Iklan Atas

Blogger Jateng

Mila Karakas | Cerpen Mashdar Zainal


KALAU tidak keliru, saya masuk SMA pada pertengahan tahun 1997. Dalam satu kelas ada dua puluh empat siswa. Sepuluh laki-laki dan empat belas perempuan. Pada suatu pagi di awal caturwulan dua, kelas kami kedatangan satu murid lagi, seorang perempuan, sehingga jumlahnya genap dua puluh lima. Sepuluh laki-laki dan lima belas perempuan.

Murid baru itu namanya Sumilah. Panggilannya Sumi. Dia datang dari pedalaman dusun di lereng Gunung Lawu. Dia mengaku, dusun tempatnya dilahirkan itu bernama Karakas sehingga kadang anak-anak menjulukinya Bocah Karakas. Dan, sampai detik ini, saya tak pernah mencari tahu apakah dusun bernama Karakas itu benar-benar ada. Bagi saya, Sumi dan Karakas bukanlah sesuatu yang penting dan tidak akan menjadi sesuatu yang penting. Saya sudah hampir melupakannya.

Tak ada kenangan menarik waktu SMA. Semua berjalan begitu saja. Seperti sebuah adegan yang harus ada dan hanya butuh dilewati. Bukan cerita inti. Kendati demikian, kelebat-kelebat ingatan tentang masa-masa SMA masih ada dalam kepala saya meski tidak banyak. Salah satunya adalah ingatan tentang Sumi.

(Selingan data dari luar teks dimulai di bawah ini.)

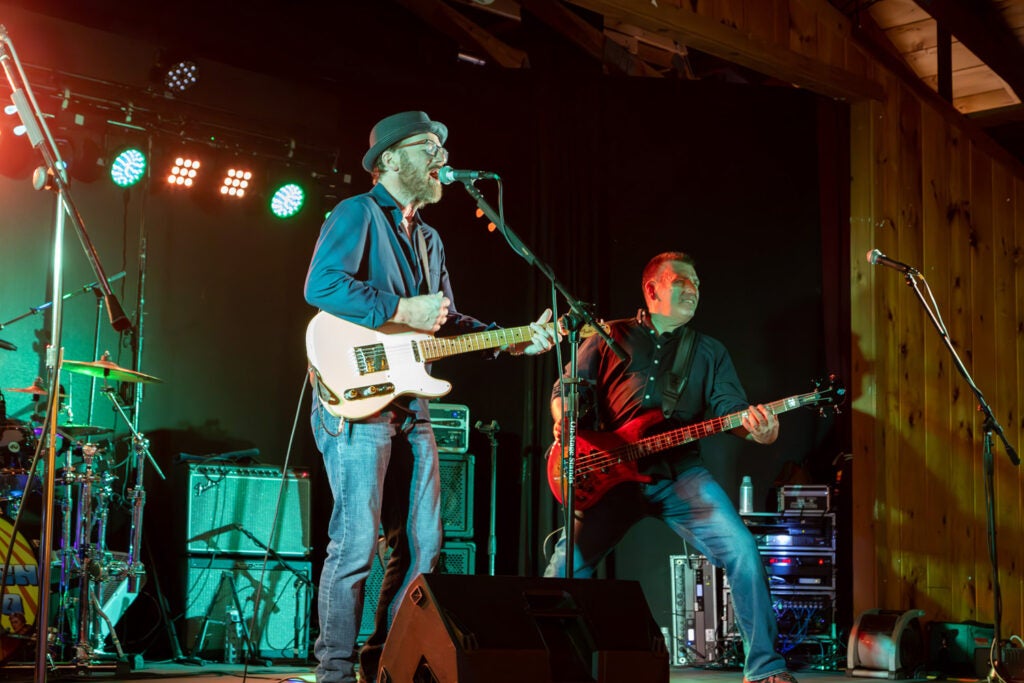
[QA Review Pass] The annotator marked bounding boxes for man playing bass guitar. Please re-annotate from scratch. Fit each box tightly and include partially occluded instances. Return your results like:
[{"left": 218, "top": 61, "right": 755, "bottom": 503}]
[{"left": 545, "top": 252, "right": 796, "bottom": 683}]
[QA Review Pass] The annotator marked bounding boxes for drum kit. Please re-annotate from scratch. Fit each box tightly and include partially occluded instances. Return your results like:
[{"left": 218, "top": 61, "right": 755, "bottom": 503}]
[{"left": 0, "top": 353, "right": 162, "bottom": 672}]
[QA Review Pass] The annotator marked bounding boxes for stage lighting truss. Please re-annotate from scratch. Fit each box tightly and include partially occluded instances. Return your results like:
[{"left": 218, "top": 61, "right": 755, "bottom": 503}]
[
  {"left": 220, "top": 166, "right": 253, "bottom": 199},
  {"left": 111, "top": 147, "right": 145, "bottom": 187},
  {"left": 270, "top": 182, "right": 306, "bottom": 218},
  {"left": 167, "top": 155, "right": 201, "bottom": 187}
]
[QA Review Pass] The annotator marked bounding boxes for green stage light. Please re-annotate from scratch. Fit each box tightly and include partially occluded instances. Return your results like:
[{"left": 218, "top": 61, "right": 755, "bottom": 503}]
[
  {"left": 111, "top": 147, "right": 145, "bottom": 187},
  {"left": 270, "top": 182, "right": 306, "bottom": 218}
]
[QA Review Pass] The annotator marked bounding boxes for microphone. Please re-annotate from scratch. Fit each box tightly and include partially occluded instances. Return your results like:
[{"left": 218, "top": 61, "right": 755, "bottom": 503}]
[
  {"left": 867, "top": 249, "right": 920, "bottom": 275},
  {"left": 473, "top": 420, "right": 501, "bottom": 434},
  {"left": 437, "top": 166, "right": 502, "bottom": 185}
]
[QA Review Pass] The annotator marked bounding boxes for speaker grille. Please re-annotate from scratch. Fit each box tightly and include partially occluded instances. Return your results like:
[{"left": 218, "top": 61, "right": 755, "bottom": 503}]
[
  {"left": 359, "top": 541, "right": 476, "bottom": 642},
  {"left": 183, "top": 557, "right": 312, "bottom": 660},
  {"left": 438, "top": 453, "right": 476, "bottom": 539},
  {"left": 185, "top": 465, "right": 309, "bottom": 557}
]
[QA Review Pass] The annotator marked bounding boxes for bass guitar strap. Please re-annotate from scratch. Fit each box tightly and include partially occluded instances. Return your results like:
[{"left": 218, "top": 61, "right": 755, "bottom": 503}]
[{"left": 662, "top": 326, "right": 700, "bottom": 420}]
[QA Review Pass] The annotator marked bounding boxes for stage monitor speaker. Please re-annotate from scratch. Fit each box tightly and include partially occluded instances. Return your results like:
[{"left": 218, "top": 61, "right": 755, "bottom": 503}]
[
  {"left": 358, "top": 541, "right": 476, "bottom": 643},
  {"left": 185, "top": 465, "right": 309, "bottom": 557},
  {"left": 182, "top": 557, "right": 313, "bottom": 663},
  {"left": 378, "top": 574, "right": 669, "bottom": 683},
  {"left": 438, "top": 453, "right": 476, "bottom": 539}
]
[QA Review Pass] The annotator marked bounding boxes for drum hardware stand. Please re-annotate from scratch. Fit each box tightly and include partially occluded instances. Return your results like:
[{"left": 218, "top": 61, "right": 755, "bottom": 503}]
[{"left": 0, "top": 26, "right": 131, "bottom": 683}]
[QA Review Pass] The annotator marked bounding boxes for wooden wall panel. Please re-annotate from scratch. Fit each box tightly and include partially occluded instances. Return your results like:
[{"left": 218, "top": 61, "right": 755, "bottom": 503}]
[
  {"left": 944, "top": 126, "right": 980, "bottom": 621},
  {"left": 872, "top": 70, "right": 903, "bottom": 606},
  {"left": 849, "top": 101, "right": 882, "bottom": 614},
  {"left": 968, "top": 146, "right": 997, "bottom": 623},
  {"left": 916, "top": 102, "right": 958, "bottom": 621},
  {"left": 897, "top": 86, "right": 929, "bottom": 607},
  {"left": 573, "top": 0, "right": 1024, "bottom": 634},
  {"left": 981, "top": 165, "right": 1024, "bottom": 635}
]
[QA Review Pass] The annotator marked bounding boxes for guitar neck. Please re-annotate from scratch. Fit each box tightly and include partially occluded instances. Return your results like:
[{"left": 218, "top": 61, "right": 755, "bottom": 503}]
[
  {"left": 628, "top": 392, "right": 820, "bottom": 460},
  {"left": 417, "top": 323, "right": 554, "bottom": 362}
]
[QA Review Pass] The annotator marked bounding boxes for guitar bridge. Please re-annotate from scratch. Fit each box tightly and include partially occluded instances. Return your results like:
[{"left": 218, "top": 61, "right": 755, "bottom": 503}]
[
  {"left": 343, "top": 382, "right": 394, "bottom": 400},
  {"left": 360, "top": 344, "right": 390, "bottom": 376}
]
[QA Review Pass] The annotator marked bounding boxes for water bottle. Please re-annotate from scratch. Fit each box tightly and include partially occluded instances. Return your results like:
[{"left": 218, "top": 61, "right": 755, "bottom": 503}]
[{"left": 739, "top": 475, "right": 754, "bottom": 515}]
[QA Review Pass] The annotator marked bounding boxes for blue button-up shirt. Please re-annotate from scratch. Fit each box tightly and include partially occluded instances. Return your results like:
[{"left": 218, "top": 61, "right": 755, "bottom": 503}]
[{"left": 305, "top": 183, "right": 487, "bottom": 334}]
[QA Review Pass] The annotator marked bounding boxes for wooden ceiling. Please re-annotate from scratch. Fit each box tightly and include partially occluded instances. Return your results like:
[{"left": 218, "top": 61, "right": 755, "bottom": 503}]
[
  {"left": 430, "top": 0, "right": 1024, "bottom": 125},
  {"left": 863, "top": 0, "right": 1024, "bottom": 114}
]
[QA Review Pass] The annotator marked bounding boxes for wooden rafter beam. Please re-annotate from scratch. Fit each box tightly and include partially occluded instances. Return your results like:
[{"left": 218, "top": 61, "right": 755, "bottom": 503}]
[
  {"left": 398, "top": 0, "right": 529, "bottom": 69},
  {"left": 913, "top": 0, "right": 1024, "bottom": 99},
  {"left": 568, "top": 0, "right": 885, "bottom": 99},
  {"left": 519, "top": 0, "right": 662, "bottom": 77}
]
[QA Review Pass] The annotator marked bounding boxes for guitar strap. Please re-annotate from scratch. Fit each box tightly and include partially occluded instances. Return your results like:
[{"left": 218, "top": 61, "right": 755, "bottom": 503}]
[
  {"left": 662, "top": 326, "right": 700, "bottom": 420},
  {"left": 416, "top": 225, "right": 430, "bottom": 294}
]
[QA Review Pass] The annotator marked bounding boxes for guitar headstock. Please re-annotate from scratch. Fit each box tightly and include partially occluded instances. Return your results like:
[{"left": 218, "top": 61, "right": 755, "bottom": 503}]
[
  {"left": 549, "top": 317, "right": 611, "bottom": 339},
  {"left": 803, "top": 374, "right": 846, "bottom": 415}
]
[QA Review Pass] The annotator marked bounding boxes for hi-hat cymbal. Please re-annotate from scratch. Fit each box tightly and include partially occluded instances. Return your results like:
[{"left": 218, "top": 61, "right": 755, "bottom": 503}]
[
  {"left": 61, "top": 360, "right": 163, "bottom": 382},
  {"left": 57, "top": 425, "right": 114, "bottom": 438}
]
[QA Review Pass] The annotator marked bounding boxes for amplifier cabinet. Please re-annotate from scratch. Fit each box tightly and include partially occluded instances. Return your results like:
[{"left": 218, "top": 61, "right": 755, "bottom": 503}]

Mungkin saya tak akan sudi repot-repot menggali ingatan tentang Sumi, Bocah Karakas itu, kalau saja dia tidak muncul di televisi.

Beberapa waktu lalu, saat antre menebus obat untuk anak saya yang kena demam berdarah di apotek rumah sakit, saya memelototi televisi yang menyala di ruang tunggu.

Pada sebuah acara kontes dangdut, saya melihat wajahnya di televisi untuk pertama kali. Wajah yang tampak tidak asing. Wajah khas bocah gunung, hanya saja penuh polesan. Lantas isi kepala saya meraba-raba, di mana kiranya saya pernah menjumpai wajah itu? Lalu, nama itu muncul, tertulis di layar televisi; Mila Karakas.

Sekarang, yang tidak asing di telinga saya adalah kata “Karakas”. Ingatan di kepala saya kembali bergerak, melakukan pencarian, perlahan sambung-menyambung, hingga kemudian muncullah ingatan tentang Bocah Karakas bernama Sumilah yang berasal dari dusun di lereng Gunung Lawu. Jelas sekali, wajah itu adalah wajah yang sama dengan wajah bocah di bangku sekolah puluhan tahun silam itu. Bocah gunung bernama Sumilah.

Di rumah saya tidak ada televisi, sebab itu saya ketinggalan berita, terutama berita-berita tidak penting yang kerap muncul di televisi, seperti gosip artis, termasuk berita tentang profil pemenang kontes dangdut di sebuah televisi swasta.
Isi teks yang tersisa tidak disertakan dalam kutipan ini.